Now comes the stunning reality: only 7% of American families earn that amount. Median family income is $53,000 lower than the adjusted statistically average family. There are approximately 105,000,000 household units in the United States. Of them, 93% have an income lower than the statistical median noted above. Multiply 105,000,000 (households) by $53,000 and you get $5.565 trillion. That is the difference between the total actual annual earnings of every household which receives less than the statistica­l median and what they would earn in aggregate if all national income were distribute­d equally. Or, to put it another way, $5.56 trillion is the income of the top 7% of households above and beyond what they would receive were national income distribute­d absolutely equally.

No society distribute­s wealth on a perfectly equal basis. Let's conjecture a situation in which 25%, or one quarter of gross national income, goes to the top 7% households­, 7 million households­. $570,000 for each of those households­. Reduce that 25% to 10%, and each would receive $228,000. In the first scenario, that would leave $1.60 trillion per annum to add to the other 93% of households­. In the second scenario, that would leave about $3.90 billion per annum for the other 93% of households­. A third scenario that is more generous to the rich assumes that 50% goes to the top 7% households­. That would mean $1.14 million for each of those households­. In this third scenario, that would leave $800 billion. This third scenario is close to what actually occurs in Scandinavi­a.
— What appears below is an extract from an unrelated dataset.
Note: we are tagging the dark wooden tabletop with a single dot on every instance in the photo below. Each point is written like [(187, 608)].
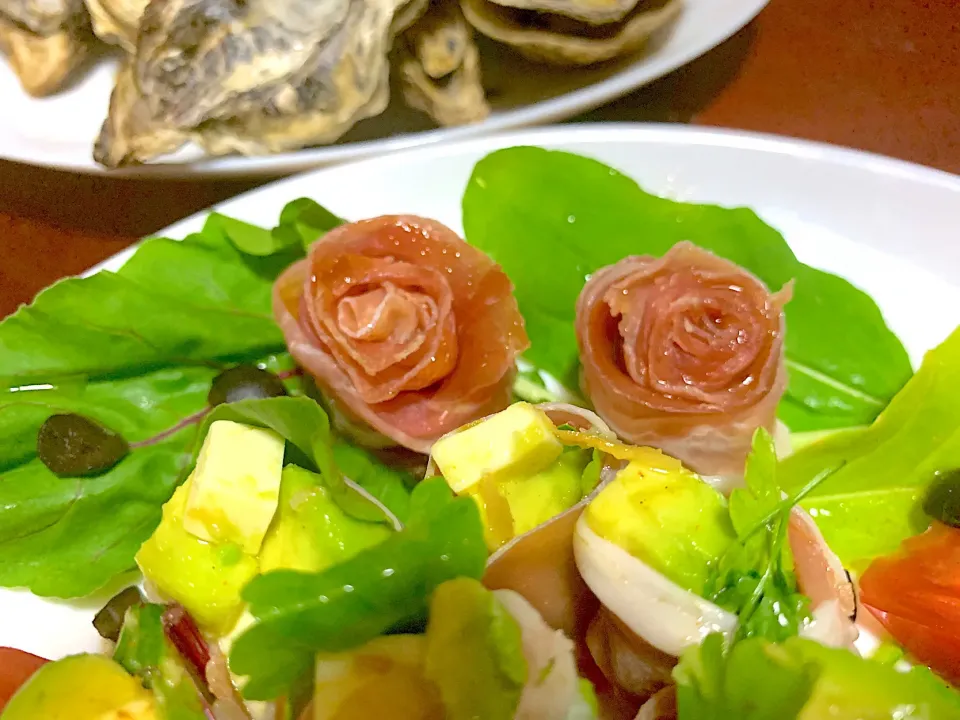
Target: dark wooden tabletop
[(881, 75)]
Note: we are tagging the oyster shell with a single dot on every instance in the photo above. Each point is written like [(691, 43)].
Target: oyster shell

Either amount buys a lot of groceries, pays a lot of utility bills, pays for a lot of college tuition, pays for a lot of vision and dental care, pays for a lot of uninsured medical costs, pays a lot of rent or mortgage. It also could pay for a lot of teachers, policemen and firemen's salaries. It could build a lot of mass transit. All that even without cutting our bloated military and intelligence budgets which amount nominally to $825 billion per annum; and with attendant follow-on costs more than $1 trillion per annum. Cut those expenditures by 25% and you add $250 billion per annum to funds available to pay for the good things in life.

How is it that so many American citizens do without so much that the citizens of other wealthy developed societies enjoy -- especially economic security? Just look at the numbers. The future? Watch the ripples. The ripples from cutting Social Security (now with AARP connivance), cutting Medicare, cutting Medicaid, cutting private pensions and health insurance, firing government workers, busting unions, the Bush/Obama tax cuts for the super-rich.

Editor's note: A previously published version of this post said that there were 105,000 household units.